Evaluating Scoped Meaning Representations
This work addresses the need for better evaluation metrics in semantic parsing, particularly for capturing complex semantics like negation and quantification, but it is incremental as it builds on existing frameworks like Discourse Representation Theory and Abstract Meaning Representations.
The authors tackled the problem of evaluating semantic parsers by creating a parallel corpus with scoped meaning representations for multiple languages and developing a matching tool to compute precision and recall, achieving F-scores between 43% and 54% on baseline parsers.

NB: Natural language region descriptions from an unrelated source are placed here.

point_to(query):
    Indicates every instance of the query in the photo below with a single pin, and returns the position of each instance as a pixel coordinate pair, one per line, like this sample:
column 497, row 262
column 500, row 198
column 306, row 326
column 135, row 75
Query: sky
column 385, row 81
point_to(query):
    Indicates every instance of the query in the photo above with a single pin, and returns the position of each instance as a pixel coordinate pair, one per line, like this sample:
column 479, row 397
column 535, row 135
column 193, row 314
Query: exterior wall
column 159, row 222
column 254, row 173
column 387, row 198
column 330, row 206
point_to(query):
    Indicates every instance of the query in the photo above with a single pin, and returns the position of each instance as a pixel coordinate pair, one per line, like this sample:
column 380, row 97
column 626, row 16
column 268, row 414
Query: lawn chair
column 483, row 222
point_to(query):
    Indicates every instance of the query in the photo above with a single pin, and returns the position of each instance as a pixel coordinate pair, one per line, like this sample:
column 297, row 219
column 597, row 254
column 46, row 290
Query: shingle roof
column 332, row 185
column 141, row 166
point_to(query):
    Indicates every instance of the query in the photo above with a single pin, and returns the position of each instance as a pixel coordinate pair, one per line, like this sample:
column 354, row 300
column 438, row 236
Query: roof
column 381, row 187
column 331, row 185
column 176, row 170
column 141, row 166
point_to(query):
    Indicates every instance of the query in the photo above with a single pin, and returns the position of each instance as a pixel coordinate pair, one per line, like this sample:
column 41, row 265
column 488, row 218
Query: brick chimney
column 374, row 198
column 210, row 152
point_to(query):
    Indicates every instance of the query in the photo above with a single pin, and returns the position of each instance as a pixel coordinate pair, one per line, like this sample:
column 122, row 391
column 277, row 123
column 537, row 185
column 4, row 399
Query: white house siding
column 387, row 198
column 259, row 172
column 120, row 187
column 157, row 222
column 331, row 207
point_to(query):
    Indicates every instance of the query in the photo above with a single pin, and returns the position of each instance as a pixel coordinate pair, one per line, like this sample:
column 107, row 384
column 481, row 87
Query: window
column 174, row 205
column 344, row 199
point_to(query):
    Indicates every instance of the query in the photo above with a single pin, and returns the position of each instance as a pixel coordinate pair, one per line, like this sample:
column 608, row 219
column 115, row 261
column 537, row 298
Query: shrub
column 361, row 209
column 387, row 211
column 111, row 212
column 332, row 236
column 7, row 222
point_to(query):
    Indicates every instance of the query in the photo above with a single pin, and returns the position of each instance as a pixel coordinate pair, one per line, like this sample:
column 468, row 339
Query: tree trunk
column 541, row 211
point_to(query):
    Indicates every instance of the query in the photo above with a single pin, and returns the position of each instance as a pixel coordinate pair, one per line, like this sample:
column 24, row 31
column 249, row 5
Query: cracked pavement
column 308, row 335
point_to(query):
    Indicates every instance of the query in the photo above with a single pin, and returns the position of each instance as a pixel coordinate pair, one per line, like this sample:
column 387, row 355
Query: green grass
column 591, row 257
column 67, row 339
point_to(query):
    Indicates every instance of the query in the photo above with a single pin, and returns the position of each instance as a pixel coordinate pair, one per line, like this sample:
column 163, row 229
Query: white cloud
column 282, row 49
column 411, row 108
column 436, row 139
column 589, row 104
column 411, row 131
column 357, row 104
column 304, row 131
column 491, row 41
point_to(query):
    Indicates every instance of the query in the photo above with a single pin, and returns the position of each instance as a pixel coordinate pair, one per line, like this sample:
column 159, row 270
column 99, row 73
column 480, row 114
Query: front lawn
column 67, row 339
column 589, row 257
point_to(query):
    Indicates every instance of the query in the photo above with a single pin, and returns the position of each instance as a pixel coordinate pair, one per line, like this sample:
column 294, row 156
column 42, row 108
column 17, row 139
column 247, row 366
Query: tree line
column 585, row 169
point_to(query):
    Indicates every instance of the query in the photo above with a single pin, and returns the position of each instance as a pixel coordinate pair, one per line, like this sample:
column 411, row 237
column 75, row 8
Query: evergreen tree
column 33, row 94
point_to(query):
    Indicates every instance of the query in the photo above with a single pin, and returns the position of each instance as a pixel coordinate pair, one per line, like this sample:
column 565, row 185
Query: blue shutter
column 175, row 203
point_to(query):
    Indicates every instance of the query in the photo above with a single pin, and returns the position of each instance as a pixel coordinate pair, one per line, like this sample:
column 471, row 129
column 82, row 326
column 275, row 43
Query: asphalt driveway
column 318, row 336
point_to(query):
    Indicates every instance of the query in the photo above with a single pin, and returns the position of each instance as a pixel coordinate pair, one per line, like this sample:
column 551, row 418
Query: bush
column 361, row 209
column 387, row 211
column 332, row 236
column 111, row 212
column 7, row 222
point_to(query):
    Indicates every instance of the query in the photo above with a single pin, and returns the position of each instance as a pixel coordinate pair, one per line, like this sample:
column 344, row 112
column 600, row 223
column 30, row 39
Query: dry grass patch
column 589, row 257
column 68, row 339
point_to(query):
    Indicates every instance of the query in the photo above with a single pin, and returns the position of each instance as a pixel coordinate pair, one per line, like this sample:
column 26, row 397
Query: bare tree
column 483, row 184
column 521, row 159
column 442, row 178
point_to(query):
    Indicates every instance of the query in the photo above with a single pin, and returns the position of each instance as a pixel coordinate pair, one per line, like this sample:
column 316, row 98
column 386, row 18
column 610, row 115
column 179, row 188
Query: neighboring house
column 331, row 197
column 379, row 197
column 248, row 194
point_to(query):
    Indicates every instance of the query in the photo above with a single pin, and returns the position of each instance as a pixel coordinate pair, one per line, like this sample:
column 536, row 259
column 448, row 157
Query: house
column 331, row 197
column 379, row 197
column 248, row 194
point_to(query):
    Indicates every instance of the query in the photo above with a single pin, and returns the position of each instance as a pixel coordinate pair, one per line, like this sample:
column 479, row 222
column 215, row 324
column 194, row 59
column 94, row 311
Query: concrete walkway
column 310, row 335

Semantic parsing offers many opportunities to improve natural language understanding. We present a semantically annotated parallel corpus for English, German, Italian, and Dutch where sentences are aligned with scoped meaning representations in order to capture the semantics of negation, modals, quantification, and presupposition triggers. The semantic formalism is based on Discourse Representation Theory, but concepts are represented by WordNet synsets and thematic roles by VerbNet relations. Translating scoped meaning representations to sets of clauses enables us to compare them for the purpose of semantic parser evaluation and checking translations. This is done by computing precision and recall on matching clauses, in a similar way as is done for Abstract Meaning Representations. We show that our matching tool for evaluating scoped meaning representations is both accurate and efficient. Applying this matching tool to three baseline semantic parsers yields F-scores between 43% and 54%. A pilot study is performed to automatically find changes in meaning by comparing meaning representations of translations. This comparison turns out to be an additional way of (i) finding annotation mistakes and (ii) finding instances where our semantic analysis needs to be improved.